Does Religion Predict Health-Promoting Behaviors in Community-Dwelling Elderly People?

Journal of Religion and Health
Afsaneh Bakhtiari, Mohammadhadi Yadollahpur, Shabnam Omidvar, Saber Ghorbannejad, Fatemeh Bakouei


As the aging phenomenon gains importance in many societies, regular health-promoting activities by the elderlies become more crucial for disability reduction and their health promotion. Religious viewpoints and perspectives can have an influence on the individuals’ assessment of life events. Recent studies show a correlation between religiosity and mental health. However, there is limited number of studies on the relationship between religiosity and health behaviors, especially in elderly.
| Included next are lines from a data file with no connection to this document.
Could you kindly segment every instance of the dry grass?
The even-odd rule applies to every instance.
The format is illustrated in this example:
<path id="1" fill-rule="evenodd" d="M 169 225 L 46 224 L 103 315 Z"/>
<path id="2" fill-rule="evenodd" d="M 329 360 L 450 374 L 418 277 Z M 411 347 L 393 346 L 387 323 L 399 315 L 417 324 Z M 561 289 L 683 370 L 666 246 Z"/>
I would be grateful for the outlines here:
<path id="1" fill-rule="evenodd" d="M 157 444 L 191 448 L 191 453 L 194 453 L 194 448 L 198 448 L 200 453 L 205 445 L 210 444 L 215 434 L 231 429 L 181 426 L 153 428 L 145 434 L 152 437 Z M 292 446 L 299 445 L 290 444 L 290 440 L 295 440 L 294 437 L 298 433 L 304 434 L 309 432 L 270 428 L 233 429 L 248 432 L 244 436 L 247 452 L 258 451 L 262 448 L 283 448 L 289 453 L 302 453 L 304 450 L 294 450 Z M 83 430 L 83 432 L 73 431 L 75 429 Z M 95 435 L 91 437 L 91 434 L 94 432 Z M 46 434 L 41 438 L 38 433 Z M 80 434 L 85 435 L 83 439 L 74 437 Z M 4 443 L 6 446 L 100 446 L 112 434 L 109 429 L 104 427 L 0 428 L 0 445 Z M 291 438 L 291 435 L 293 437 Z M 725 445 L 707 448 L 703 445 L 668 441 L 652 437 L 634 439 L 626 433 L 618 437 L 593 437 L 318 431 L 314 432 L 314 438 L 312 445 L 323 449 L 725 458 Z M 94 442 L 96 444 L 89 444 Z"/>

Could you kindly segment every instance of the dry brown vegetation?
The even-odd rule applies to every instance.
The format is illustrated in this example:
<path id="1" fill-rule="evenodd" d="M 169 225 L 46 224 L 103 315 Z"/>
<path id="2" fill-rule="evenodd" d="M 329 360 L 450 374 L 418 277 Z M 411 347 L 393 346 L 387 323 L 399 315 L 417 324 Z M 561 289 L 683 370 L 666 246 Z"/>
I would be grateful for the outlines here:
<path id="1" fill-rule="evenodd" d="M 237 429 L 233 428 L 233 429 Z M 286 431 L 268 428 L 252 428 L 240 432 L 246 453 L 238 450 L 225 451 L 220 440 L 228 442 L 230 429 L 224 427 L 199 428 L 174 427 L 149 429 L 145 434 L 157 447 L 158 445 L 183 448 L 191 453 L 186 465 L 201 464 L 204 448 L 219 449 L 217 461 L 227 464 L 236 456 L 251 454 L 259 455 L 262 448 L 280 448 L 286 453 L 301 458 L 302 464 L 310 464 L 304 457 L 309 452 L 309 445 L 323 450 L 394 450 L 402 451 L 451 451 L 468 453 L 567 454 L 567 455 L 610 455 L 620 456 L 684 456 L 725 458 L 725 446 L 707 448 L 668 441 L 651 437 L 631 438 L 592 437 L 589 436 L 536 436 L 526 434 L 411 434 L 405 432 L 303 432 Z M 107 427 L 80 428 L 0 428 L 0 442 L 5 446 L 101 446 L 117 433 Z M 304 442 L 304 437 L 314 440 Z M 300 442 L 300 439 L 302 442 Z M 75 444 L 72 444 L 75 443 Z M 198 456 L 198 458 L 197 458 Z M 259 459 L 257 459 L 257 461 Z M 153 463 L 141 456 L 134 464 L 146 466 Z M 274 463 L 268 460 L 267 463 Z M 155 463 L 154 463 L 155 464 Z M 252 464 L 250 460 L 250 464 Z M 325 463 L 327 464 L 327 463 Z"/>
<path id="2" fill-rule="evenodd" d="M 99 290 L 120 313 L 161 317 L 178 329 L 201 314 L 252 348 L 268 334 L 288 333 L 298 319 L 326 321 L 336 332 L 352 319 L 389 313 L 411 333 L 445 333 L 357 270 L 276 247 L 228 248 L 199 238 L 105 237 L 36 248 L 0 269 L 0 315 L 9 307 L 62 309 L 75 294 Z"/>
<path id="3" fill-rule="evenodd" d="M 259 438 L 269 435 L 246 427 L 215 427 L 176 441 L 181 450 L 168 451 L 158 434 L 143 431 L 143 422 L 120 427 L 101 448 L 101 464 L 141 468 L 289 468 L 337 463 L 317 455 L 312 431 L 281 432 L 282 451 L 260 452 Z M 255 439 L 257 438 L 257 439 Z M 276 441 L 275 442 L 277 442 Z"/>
The purpose of this research is to evaluate religion’s predictive power in health-improving behaviors of the elderly. This cross-sectional study was conducted on 316 community-dwelling elderly with the mean age of 67.9 ± 6.6 years, who were functionally independent without cognitive or mental impairments. Health-promoting lifestyle profile 2 assessment (HPLP2) and Alport questionnaires were used to assess health behaviors and religious orientation, respectively. Data analysis was performed by independent T test and multiple linear regression models with SPSS version 23. An internal religious orientation was found in 71 elderly; this accounts for 22.5% of the study population. Based on the health behavior scoring 154 individuals, 48.8% of the study population obtained a score of higher or equal to 139. These individuals were placed on third quartile and higher. Among the health behavior components, “the health responsibility” was the only component related to religious orientation [internal 25.1 ± 6.6 (P < 0.001, r = 0.78) vs. external 22.6 ± 6.5 (P > 0.05, r = 0.22)]. Based on the multiple linear regression models, no significant relationship was found between total health behavior score and religious orientation. However, a significant relationship existed between the participants’ health behaviors and some of their profile. The results indicate that despite good health behaviors in nearly half of the elderlies, no significant relationship was found between health behavior and religious orientation. The results suggest possible impact of other religion-related concepts including private religious behaviors, devotion, spiritual transcendence, religious adaptation, and religious traditions and experiences on the health behaviors. These concepts require further study for better understanding of their impact.